CharlesRSmith44 commented 3 years ago

Alternatively, I can bind arrays as CuArrays after drawing the random variables, but the time cost of doing so seems prohibitive. Instead, it seems much faster to avoid using the GPU and use the CPU exclusively. Is there anyway to decrease the time fo the gpu option? I.e. could I draw random variables into the GPU initially rather than having to transfer them over? I think the transfering from the gpu to the cpu is what makes the code so slow for the gpu option.

For example:

import Pkg
Pkg.activate("joint_timing")
Pkg.instantiate()
using Cuba, Distributions
using BenchmarkTools, Test, CUDA
using FLoops, FoldsCUDA
using SpecialFunctions

@test Threads.nthreads()>1

# User Inputs
M= 5 # number of independent uniform random variables
atol=1e-6
rtol=1e-3
nvec=1000000
maxevals=100000000

# Initializing Functions
function int_cpu(x, f)
   f[1] = pdf(Product(Beta.(1.0,2.0*ones(M))),x)
end

function int_cpu2(x, f)
   f[1] = vec(prod(x'.^(1.0-1.0) .* (1.0 .- x').^(2.0-1.0)./(gamma(1.0)*gamma(2.0)/gamma(3.0)),dims=2))[1]
end

function beta_pdf_gpu(x, a, b)
     prod(x.^(a-1.0f0) .* (1.0f0 .- x).^(b-1.0f0)./(gamma(a)*gamma(b)/gamma(a+b)),dims=1)
end

function int_gpu(x, f)
   f[1] = vec(beta_pdf_gpu(CuArray(x),1.0f0,2.0f0))[1]
end

display(@benchmark cuhre($int_gpu, $M, 1, atol=$atol, rtol=$rtol)) # 70 ms for M = 5, 11.7 s for M = 15)
display(@benchmark cuhre($int_cpu, $M, 1, atol=$atol, rtol=$rtol)) # (2.0 ms for M = 5, 650ms for M=15)
display(@benchmark cuhre($int_cpu2, $M, 1, atol=$atol, rtol=$rtol)) # (500 mus for M = 5, 100ms for M = 15, 38s for M = 25)
giordano commented 3 years ago

I'm not really sure what you want to do here.
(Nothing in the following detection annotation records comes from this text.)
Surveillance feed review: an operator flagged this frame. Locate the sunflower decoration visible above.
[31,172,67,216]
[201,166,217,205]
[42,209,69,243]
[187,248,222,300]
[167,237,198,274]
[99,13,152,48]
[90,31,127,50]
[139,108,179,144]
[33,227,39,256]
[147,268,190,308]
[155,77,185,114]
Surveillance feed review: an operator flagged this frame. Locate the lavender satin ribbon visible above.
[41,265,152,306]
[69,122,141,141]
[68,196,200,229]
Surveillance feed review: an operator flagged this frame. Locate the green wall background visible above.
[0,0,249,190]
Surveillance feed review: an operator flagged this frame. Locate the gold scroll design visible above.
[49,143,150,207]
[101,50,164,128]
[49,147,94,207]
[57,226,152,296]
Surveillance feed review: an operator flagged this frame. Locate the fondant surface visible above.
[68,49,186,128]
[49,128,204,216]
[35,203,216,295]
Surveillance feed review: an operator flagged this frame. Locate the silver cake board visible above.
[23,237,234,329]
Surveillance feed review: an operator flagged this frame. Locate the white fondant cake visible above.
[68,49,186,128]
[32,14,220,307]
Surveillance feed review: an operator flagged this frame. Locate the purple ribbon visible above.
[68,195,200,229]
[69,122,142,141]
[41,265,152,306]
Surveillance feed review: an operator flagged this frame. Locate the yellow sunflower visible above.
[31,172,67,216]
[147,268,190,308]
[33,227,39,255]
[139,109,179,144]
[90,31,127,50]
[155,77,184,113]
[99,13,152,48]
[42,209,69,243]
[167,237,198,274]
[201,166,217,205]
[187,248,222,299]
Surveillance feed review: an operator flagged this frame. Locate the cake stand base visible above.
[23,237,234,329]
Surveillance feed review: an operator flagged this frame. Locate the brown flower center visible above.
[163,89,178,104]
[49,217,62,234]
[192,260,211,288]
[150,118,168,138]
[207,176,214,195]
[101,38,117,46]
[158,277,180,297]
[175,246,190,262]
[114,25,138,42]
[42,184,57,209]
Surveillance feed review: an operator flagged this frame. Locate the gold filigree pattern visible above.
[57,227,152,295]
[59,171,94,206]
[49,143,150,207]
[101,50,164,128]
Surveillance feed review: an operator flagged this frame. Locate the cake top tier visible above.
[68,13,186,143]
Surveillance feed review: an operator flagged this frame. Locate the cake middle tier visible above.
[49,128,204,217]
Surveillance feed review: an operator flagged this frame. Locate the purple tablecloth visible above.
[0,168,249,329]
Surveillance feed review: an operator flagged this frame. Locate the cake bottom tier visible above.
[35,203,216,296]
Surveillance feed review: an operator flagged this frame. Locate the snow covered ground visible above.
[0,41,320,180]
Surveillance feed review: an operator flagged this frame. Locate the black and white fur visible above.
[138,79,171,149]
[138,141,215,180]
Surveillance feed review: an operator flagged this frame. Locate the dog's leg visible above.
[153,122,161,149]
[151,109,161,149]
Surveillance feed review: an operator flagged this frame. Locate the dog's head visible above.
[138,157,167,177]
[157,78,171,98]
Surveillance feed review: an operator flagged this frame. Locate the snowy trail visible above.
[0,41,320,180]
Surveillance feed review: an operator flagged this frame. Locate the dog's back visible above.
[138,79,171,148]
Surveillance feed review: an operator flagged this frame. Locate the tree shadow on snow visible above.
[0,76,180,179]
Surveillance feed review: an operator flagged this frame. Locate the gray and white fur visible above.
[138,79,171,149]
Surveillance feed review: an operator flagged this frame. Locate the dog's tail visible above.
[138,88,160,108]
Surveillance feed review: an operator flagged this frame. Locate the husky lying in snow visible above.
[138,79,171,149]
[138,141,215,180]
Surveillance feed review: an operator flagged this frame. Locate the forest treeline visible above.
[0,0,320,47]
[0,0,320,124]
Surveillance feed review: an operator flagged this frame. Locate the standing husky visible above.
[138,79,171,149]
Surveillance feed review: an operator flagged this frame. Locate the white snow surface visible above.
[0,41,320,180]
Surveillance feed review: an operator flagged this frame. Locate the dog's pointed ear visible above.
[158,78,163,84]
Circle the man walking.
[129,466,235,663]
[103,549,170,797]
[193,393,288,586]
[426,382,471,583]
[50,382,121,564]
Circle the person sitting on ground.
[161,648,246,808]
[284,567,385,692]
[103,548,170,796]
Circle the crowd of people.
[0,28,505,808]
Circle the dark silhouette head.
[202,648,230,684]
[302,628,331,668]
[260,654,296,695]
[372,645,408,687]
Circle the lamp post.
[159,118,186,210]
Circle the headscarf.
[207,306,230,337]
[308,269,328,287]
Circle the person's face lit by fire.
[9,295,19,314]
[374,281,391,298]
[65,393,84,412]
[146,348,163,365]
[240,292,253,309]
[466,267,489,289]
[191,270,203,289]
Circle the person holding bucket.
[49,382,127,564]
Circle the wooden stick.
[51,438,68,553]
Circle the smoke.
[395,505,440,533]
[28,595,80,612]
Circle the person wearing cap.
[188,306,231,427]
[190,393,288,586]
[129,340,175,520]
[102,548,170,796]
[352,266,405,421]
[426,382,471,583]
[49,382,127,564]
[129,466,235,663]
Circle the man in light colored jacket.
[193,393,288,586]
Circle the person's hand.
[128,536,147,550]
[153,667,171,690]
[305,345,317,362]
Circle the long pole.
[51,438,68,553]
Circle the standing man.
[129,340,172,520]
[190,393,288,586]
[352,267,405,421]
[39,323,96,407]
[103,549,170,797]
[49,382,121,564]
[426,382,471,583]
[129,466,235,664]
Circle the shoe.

Cuba.jl calls into a C shared library which runs on the CPU, so you're bound to have to constantly moving data between GPU and CPU, there is really no way around it, and whether this is worth or not depends on your specific problem, but in vast majority of (or all?) cases I'd assume it isn't. I'm going to close this ticket because I don't think there is any action to take here.

It may be interesting to see whether HCubature.jl works out-of-the-box with CuArrays: that's a pure-Julia package which implements the same algorithm as the cuhre function here

CharlesRSmith44 commented 3 years ago

Thank you for the quick response! I will look into that.